A truck freight broker helps match manufacturing companies with trucking companies. A successful broker will be able to set up truck pick-ups and deliveries, maintain accurate shipping records and ensure that all freight arrives safely and on time. Many brokers work from home and have a list of customer contacts they can turn to when the need arises. If you enjoy working with people, possess project management skills, want to run your own business and have a basic understanding of transportation needs, consider becoming a truck freight broker.
How to Become a Truck Freight Broker
Research the trucking and transportation industry to learn more about the day-to-day tasks of a truck freight broker.

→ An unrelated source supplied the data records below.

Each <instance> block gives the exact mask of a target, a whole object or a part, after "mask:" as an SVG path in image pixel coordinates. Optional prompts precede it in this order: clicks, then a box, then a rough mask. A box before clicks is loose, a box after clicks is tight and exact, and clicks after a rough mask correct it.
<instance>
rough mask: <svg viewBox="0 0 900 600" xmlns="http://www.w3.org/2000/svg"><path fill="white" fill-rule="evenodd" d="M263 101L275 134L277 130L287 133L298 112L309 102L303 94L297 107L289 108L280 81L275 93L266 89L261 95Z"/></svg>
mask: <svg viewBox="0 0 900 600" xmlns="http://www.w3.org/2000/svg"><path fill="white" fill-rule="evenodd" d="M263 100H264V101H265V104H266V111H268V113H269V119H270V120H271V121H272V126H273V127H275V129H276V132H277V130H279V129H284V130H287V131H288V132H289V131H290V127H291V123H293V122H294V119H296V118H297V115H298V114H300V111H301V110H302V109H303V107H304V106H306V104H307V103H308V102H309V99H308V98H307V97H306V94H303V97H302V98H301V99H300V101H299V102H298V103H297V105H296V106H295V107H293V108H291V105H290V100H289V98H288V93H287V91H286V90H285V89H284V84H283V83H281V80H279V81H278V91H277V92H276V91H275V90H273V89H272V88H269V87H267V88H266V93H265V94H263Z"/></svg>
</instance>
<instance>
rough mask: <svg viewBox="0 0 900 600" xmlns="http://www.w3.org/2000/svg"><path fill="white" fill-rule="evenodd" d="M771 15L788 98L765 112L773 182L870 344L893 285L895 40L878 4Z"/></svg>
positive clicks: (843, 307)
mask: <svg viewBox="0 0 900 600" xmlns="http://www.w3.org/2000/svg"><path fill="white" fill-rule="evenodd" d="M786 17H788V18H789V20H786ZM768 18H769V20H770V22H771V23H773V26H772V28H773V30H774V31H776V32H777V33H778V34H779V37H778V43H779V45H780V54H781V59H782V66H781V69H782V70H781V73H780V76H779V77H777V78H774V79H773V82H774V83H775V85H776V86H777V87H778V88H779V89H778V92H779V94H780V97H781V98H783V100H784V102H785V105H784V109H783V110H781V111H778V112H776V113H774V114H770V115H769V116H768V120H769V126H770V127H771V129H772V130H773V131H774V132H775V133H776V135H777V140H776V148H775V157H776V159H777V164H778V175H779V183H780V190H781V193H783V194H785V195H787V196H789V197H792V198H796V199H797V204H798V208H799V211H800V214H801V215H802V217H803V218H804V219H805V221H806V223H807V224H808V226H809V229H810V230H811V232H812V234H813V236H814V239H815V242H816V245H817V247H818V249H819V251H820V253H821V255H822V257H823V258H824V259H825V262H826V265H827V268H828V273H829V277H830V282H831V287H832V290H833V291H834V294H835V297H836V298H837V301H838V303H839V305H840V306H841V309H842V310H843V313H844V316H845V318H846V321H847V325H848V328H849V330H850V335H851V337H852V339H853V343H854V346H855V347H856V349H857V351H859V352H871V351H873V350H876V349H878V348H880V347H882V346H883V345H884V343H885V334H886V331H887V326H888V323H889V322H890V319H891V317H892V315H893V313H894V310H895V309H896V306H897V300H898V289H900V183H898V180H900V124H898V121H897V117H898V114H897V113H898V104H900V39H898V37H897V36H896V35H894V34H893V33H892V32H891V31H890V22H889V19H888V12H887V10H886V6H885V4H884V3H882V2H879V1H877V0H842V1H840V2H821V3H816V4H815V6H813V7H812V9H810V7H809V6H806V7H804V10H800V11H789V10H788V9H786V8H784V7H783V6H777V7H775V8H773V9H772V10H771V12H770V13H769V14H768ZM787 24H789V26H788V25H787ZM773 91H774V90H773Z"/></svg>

Basic skills needed include:
-Sales and marketing
-An understanding of the transportation system
-Customer service skills
-Attention to detail
If you have little experience in transportation or shipping, you may want to take an online or vocational course in freight broker/agent training.
Obtain the necessary license and bonding to open your business. Truck freight brokers need to complete and file the following paperwork through the Federal Motor Carrier Safety Administration (FMCSA):
-Broker’s Authority (Form OP-1)
-Surety Bond (Forms to fill out include BMC-84, Bmc-85)
-Processing Agent (Forms to fill out include BOC-3)
Create a home office or rent office space. You will need a computer with Internet connection, fax machine, phone and transportation software. Many truck freight brokers work from home, which can save money in overhead costs.
Contact trucking companies, manufacturers, and shipping yards and start building your customer lists. Establishing your business may take time, depending on the need for your services and your persistence. Once you establish these contacts, use this list to manage and increase your business. Truck freight brokers use their lists everyday to match manufacturers with those who have a need for a trucking company to haul their latest shipments.
Continue to build your list and relationships with trucking companies and manufacturers. Attend local networking events, maintain your list by contacting new companies in your area, and make sure your bonding and licenses are current.